The phishing emails claimed the recipients had a parcel to be delivered. When the targets clicked on a malicious link within the emails, they were redirected to fake Microsoft and Adobe login pages, through which the attackers attempted to harvest email passwords.
Armorblox says the campaign, which used legitimate hosting services Quip and Google Firebase to bypass security, is estimated to have targeted 10,000 potential victims.
The phishing page for the FedEx campaign, hosted on Quip, resembled Microsoft’s login portal to trick the victims to enter their credentials.

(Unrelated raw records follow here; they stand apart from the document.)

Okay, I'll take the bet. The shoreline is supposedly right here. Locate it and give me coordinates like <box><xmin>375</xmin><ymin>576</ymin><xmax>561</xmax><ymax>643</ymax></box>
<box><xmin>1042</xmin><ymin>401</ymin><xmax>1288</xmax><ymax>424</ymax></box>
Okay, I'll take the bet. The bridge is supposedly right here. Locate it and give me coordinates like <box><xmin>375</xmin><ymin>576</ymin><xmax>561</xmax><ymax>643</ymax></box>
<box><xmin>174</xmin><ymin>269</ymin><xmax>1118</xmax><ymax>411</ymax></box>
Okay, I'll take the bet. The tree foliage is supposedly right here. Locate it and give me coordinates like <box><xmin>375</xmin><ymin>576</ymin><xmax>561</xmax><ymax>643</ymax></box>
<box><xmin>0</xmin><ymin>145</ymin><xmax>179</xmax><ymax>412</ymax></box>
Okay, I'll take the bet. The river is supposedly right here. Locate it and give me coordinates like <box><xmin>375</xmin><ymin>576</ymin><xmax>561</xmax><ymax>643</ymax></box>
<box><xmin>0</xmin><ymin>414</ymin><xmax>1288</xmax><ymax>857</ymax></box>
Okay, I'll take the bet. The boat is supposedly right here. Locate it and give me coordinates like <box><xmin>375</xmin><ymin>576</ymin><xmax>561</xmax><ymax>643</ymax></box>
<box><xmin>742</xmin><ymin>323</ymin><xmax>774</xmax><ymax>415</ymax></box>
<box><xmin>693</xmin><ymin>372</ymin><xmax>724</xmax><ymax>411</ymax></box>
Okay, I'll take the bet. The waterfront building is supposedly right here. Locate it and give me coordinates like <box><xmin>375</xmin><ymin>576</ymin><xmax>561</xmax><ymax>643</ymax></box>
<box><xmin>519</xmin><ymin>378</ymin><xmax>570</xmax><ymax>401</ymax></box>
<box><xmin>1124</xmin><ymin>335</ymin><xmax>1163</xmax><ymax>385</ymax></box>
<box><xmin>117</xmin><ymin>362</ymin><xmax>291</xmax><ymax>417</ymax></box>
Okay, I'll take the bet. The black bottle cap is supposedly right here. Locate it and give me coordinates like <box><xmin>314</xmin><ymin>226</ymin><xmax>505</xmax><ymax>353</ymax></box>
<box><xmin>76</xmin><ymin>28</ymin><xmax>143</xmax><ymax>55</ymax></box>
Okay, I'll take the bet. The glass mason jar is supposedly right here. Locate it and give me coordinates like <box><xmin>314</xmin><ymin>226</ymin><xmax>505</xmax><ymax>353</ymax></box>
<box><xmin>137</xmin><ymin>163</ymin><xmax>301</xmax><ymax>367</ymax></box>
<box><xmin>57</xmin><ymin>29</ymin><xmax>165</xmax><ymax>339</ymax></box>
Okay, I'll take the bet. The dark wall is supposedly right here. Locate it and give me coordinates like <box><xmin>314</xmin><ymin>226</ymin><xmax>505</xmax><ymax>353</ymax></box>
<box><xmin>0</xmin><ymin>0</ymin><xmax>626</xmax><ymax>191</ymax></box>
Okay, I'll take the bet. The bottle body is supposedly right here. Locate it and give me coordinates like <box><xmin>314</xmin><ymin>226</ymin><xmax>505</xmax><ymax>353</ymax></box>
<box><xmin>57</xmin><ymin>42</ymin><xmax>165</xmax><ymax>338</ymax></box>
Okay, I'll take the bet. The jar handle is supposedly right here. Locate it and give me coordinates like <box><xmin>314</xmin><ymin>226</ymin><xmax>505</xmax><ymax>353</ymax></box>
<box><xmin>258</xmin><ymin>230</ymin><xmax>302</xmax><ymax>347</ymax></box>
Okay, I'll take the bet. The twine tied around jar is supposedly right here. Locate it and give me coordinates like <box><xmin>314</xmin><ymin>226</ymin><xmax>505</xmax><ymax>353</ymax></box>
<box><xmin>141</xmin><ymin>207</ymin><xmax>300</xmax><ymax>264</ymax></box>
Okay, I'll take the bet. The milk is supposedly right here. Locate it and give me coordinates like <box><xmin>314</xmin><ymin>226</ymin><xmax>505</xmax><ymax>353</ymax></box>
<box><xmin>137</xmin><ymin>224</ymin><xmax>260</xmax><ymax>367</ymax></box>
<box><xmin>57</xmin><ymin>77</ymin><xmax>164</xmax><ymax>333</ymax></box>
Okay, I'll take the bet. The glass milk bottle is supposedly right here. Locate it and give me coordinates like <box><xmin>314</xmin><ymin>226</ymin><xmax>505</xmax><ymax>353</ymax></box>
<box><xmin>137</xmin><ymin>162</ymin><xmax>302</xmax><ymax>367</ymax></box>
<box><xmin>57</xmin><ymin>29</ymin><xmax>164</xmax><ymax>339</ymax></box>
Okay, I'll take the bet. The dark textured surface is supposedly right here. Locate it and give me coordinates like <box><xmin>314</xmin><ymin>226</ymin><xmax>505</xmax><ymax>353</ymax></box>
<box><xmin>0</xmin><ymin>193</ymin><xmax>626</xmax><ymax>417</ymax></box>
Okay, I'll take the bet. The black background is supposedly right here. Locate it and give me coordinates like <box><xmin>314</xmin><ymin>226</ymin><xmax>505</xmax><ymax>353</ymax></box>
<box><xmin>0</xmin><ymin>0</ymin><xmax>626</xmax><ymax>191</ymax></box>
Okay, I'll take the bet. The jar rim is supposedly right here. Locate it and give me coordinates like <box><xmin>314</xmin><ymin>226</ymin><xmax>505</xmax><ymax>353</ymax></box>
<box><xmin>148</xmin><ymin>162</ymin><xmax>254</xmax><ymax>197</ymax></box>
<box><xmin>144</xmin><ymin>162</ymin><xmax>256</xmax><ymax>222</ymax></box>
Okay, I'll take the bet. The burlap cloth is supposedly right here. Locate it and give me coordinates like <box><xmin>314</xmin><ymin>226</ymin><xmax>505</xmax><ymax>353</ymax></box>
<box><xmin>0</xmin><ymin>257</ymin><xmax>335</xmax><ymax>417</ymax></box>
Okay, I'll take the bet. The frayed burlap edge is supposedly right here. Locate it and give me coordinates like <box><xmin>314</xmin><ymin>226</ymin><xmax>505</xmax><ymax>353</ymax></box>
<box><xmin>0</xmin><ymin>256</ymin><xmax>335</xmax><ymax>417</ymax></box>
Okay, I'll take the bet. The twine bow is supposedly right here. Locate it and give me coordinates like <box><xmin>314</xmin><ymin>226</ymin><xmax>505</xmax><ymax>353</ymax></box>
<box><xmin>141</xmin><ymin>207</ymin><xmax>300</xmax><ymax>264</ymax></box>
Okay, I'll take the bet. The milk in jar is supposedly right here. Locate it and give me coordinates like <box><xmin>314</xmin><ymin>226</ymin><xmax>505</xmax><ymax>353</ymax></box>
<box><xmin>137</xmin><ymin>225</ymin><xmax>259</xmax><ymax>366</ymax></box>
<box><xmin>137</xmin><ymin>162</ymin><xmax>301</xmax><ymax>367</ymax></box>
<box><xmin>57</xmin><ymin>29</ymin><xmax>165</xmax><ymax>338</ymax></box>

"Entering fake details on this page reloads the login portal with an error message asking the victim to enter correct details," the report says. "This might point to some backend validation mechanism in place that checks the veracity of entered details. Alternately, attackers might be looking to harvest as many email addresses and passwords as possible and the error message will keep appearing regardless of the details entered."
Armorblox notes the phishing emails portrayed as coming from to come from DHL contained a malicious HTML file titled 'SHIPPING DOC.' If a victim clicked the HTML file, they were redirected to a login page that impersonated the Adobe brand.
Because the login page was pre-filled with the victim's work email, the attackers were likely attempting to trick the victims to enter their email passwords, the researchers say.
"Just like with the FedEx phishing attack, entering fake details on this page returns an error message asking the victim to enter correct details," the report states.
Social Engineering Tactics
Hackers waging phishing campaign increasingly are relying on social engineering tricks to entice victims to clicking malicious links, security researchers say.
"There are few brands like FedEx, DHL, and UPS that can quickly capture the attention of targets," says Chris Hazelton, director of security solutions at Lookout. "The goal here is to get people to click what they think is a valid link and then present them with a fake login page that they will recognize. If the fake page is convincing enough, then many users will login without thinking about it. These are the risks of cloud services - while they are accessible from any browser, many users inherently trust login screens that they recognize."
Organizations should train their employees to identify common patterns of phishing attacks, says Erich Kron, security awareness advocate at KnowBe4.
"They should look for fake reply-to addresses, hover over links that go to websites to ensure they go to a legitimate site and to look at the URL bar in the browser when they are taken to a login screen in order to ensure they are at the right place," Kron says. "In addition, the use of multifactor authentication that requires an additional code to be able to log in will help keep these accounts safer."